Gentiloni, Renzi e Mattarella.
Gentiloni, Renzi e Mattarella.

ROMA. – Matteo Renzi sottoscrive parola per parola le affermazioni di Paolo Gentiloni su una flessibilità “non solo possibile ma necessaria” ed è soddisfatto per la piega che si sta prendendo al Mef per la manovrina che risponda alla richiesta di una correzione dello 0,2% chiesta dall’Ue.
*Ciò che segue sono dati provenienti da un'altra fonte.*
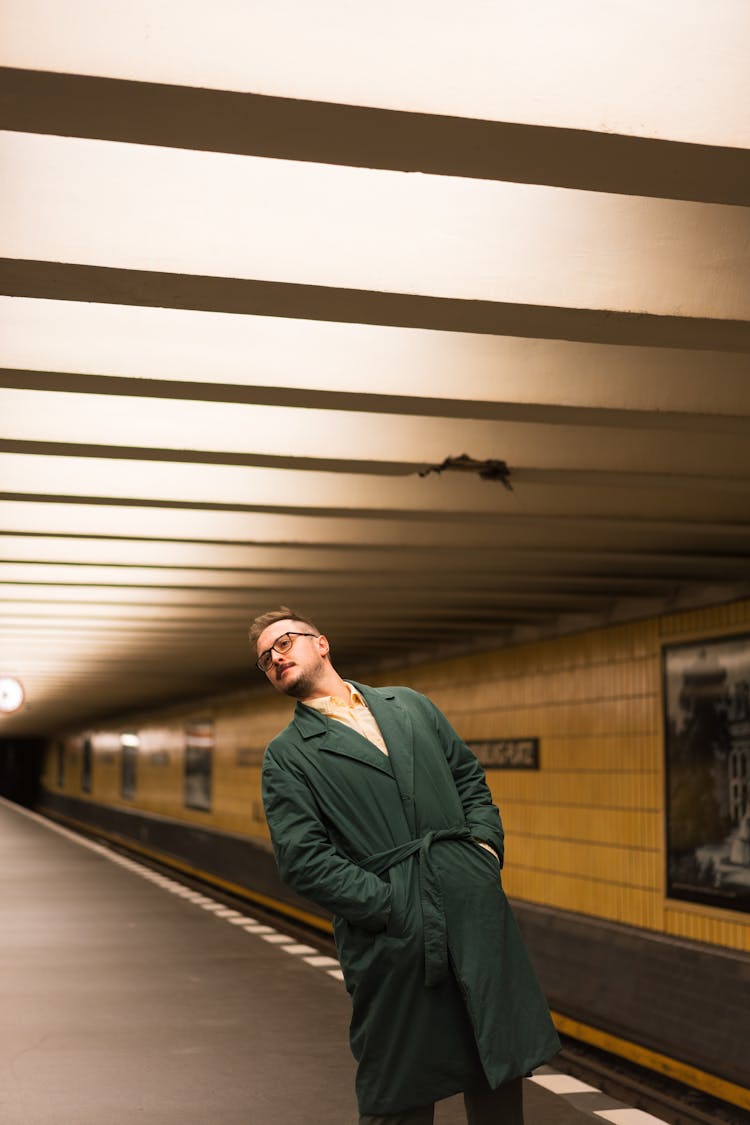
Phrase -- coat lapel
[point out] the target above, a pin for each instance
(336, 738)
(396, 728)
Le risorse, sono ormai certi i renziani, arriveranno dallo split payment che anche quest’anno ha trainato il gettito Iva e dai proventi della lotta all’evasione. Ma soprattutto l’ex premier avrebbe ottenuto di evitare l’aumento dell’Iva e delle accise sulla benzina, rincari che Renzi considerava inaccettabili.

L’andamento dei congressi dei circoli fa ben sperare l’ex leader dem sul suo ritorno, dopo le primarie del 30 aprile, alla guida del Pd. E la coincidenza tra la campagna congressuale e manovrina, che Gentiloni ha fissato per metà mese, accentua l’antica idiosincrasia dell’ex premier sull’aumento delle tasse.

Se poi si aggiunge che i falchi renziani non sono ancora convinti sul fatto che sia utile a fine legislatura – oggi c’era chi ipotizzava le elezioni politiche a luglio – si capisce perchè i fedelissimi dell’ex premier lavorano ai fianco del Mef per vigilare che il def e la correzione chiesta da Bruxelles non preveda nuove tasse per i cittadini.

Ma dopo le tensioni della scorsa settimana, smentite in realtà da Renzi stesso, sembra tornato il sereno con Pier Carlo Padoan. E la scelta anche linguistica di Gentiloni di rinominare il documento economico come Dec, un decreto di “correzione ma anche di crescita”, torna a sposare in pieno la filosofia economica dell’ex presidente del consiglio.

La prossima settimana il ministro dell’Economia incontrerà i gruppi parlamentari Pd ma, assicurano ai vertici del gruppo, “non ci sarà alcuna tensione”. La maggioranza dem sarebbe riuscita a convincere i tecnici del Mef che la correzione dell’0,2 per cento si può fare solo con le risorse dello split payment e della lotta all’evasione, “tutte misure – ricordano i renziani- che furono pensate da Gutgeld e non dal Mef”.

I “totem” di Renzi, l’Iva e le accise sulla benzina, non sarebbero toccati mentre, a quanto si apprende da fonti parlamentari, è ancora in discussione un aumento delle accise sulle sigarette.